The fuel price hike would certainly pinch the pockets of consumers, but may not leave a lasting impact on the nation's economic recovery, according to analysts and experts.
But for many like the 24-year-old fashion writer He Yi, it is time to tighten their purse strings. Gasoline, diesel and jet fuel prices went up by as much as 11 percent from yesterday, the third increase this year and second in June, to reflect recent price changes in the global oil market.
He should consider herself lucky, as she was one of the few who gassed up her car just before the price hike. She can also take cheer from the fact that her vehicle is a Japanese model, known for its lower fuel consumption. But she is still determined to use less air-conditioning when driving, despite the scorching heat in Beijing.
According a survey by the Chinese web portal Sina.com, more than 90 percent of the 180,000 respondents said they were determined to drive less in response to the price hike, while over 94 percent thought fuel prices are too high now.
Pump prices for 90 octane gasoline in Beijing was set at roughly 5.71 yuan a liter, or about $3.16 a gallon, the National Development and Reform Commission, the nation's top economic planning agency, said in a statement on its website late on Monday. That compares with an average of $2.69 a gallon in the US, according to Bloomberg.
The government controls its retail fuel prices under a mechanism introduced in December that takes into account crude-oil costs, taxes and a profit margin for refiners. China may adjust fuel prices when crude-oil costs change more than 4 percent over 22 straight working days. Crude oil futures have risen 60 percent to more than $70 a barrel this year on signs of a global economic recovery that is spurring demand for fuel.
However, economists and analysts believe this round of price hike will not have any direct and obvious impact on the Chinese economy, which is largely fueled by coal.
"As China only needs oil to supply 20 percent of its energy consumption, costlier oil will not make things as bad as costlier coal," said Lin Boqiang, director of the China Center for Energy Economics Research at Xiamen University. "However, the economy will be hurt if higher crude prices drive up coal prices," Lin said.

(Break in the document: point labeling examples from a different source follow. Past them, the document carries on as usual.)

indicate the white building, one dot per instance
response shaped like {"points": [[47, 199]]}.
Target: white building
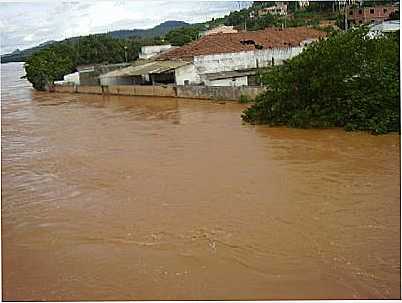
{"points": [[234, 59], [150, 51], [70, 79], [220, 29], [279, 9]]}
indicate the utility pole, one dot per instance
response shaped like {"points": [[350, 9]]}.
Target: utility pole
{"points": [[346, 16]]}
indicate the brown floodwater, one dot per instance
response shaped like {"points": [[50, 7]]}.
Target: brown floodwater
{"points": [[132, 198]]}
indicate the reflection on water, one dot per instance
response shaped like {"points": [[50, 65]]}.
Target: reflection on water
{"points": [[122, 198]]}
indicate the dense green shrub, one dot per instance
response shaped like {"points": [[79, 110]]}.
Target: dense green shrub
{"points": [[348, 80], [61, 58]]}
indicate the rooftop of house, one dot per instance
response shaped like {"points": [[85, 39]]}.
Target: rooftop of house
{"points": [[243, 41]]}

In addition, China's consumer prices fell for a fourth month in May, making it easier for the government to raise oil prices, said Niu Li, senior researcher at the State Information Center.
The price hike comes amid a surge in demand for automobiles in the world's third-largest economy. Passenger car sales rose 47 percent in May to 829,100 units, the biggest jump since February 2006,
Chen Zheng, an auto industry analyst with China Securities Co, believed that Chinese people's demand for cars would not be seriously dampened by this round of price hikes, as China's car owners are largely social elite, who can afford to ignore moderate increases in gasoline prices. "But if oil prices continue to surge, I'm sure many people will stop buying new vehicles, especially the high-emission cars," Chen said.
Sinopec, the nation's biggest refiner, gained 0.7 percent to close at 10.66 yuan in Shanghai bourse yesterday, while its Hong Kong-listed shares rose 3.3 percent to HK$5.91.